Pronunciamento do presidente Luiz Inácio Lula da Silva no lançamento do Compromisso Nacional Criança Alfabetizada
TRANSMISSÃO | Anúncio do Compromisso Nacional Criança Alfabetizada
É muita gente.
Eu, primeiro, quero pedir desculpas a vocês para não ler a nominata porque tem muita gente aqui e essas crianças daqui a pouco estarão com fome, precisam comer. E nós temos que ser rápidos nesse ato de lançamento desse programa extraordinário que é alfabetizar nossas crianças.

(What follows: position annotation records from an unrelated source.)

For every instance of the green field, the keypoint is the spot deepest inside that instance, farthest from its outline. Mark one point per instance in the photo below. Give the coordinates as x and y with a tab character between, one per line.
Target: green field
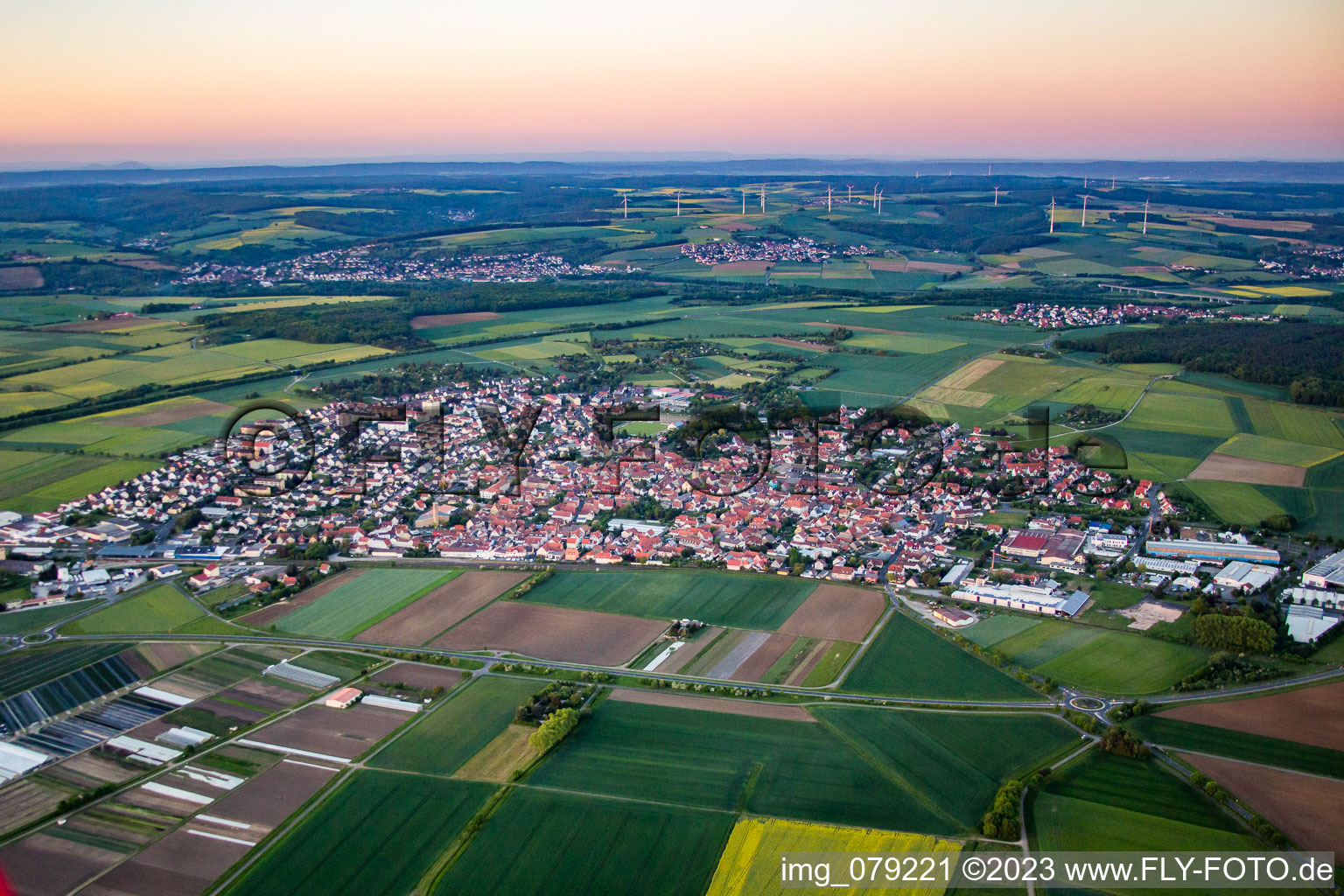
1106	802
22	621
1239	745
1263	448
1170	413
1236	502
907	660
973	752
998	627
453	732
744	601
1100	660
162	609
726	762
55	479
361	602
405	820
549	843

A primeira coisa, é que é uma coisa tão simples, é uma coisa tão fácil, é uma coisa tão visível para todos nós que deveria acontecer todo ano. Mas, lamentavelmente, no Brasil tivemos um período muito obscuro nesse país em que os entes federados não conversavam entre si. Muitas vezes governador não conversava com prefeito, prefeito não conversava com governador, ninguém conversava com o presidente da República e ele não conversava com ninguém e as coisas não aconteciam. É por isso que na pandemia as nossas crianças tiveram um prejuízo enorme na questão educacional. O governador do Mato Grosso disse uma coisa importante aqui. Possivelmente, quase todos os governadores, pelo menos os mais velhos, estudaram em escola pública. Se a gente for analisar, grande parte dos grandes intelectuais brasileiros estudaram em escola pública.
Se você quiser falar o Antonio Candido, se quiser falar Florestan Fernandes, todos eles têm origem na escola pública. O que aconteceu que a escola pública decaiu tanto que, hoje, se você chegar numa cidade e perguntar para o prefeito: "a tua educação é boa"? Ele vai dizer que é. Aí você pergunta: "teu filho estuda na escola boa da tua cidade"?. "Não, ele estuda numa particular". E por que que acontece isso? E por que que um setor da classe média brasileira fugiu do ensino público? Por causa da qualidade. Na medida em que você fez cair, sabe, a questão do salário, na medida em que você aprova, sabe, que todo mundo vai estar na escola pública, você coloca escola pra todo mundo, é preciso melhorar a qualidade e a qualidade não melhorou de acordo com a necessidade da população.
Então, é normal que um advogado procure uma escola particular pro filho, que o prefeito, que um deputado, que um pequeno empresário, pequeno empreendedor, ou seja, tem gente que gasta quase metade do salário que ganha para garantir o seu filho numa escola particular porque a escola pública não atingiu ainda esse grau educacional que a gente entende que seja perfeito para o nosso povo. O que nós estamos tentando fazer é dar um outro passo para ver se a gente faz com que no ensino fundamental as crianças saiam altamente mais preparadas do que hoje. Quem é mais velho sabe que a escola pública já teve qualidade. Era pra poucos, mas ela tinha qualidade.
Eu até brinco com a Nísia. A escola pública tinha dentista, a escola pública tinha médico, que ia, uma vez a cada tempo, na sala de aula conversar com as crianças, levava as crianças no laboratório para fazer um tratamento bucal. Isso tudo acabou. Isso tudo acabou.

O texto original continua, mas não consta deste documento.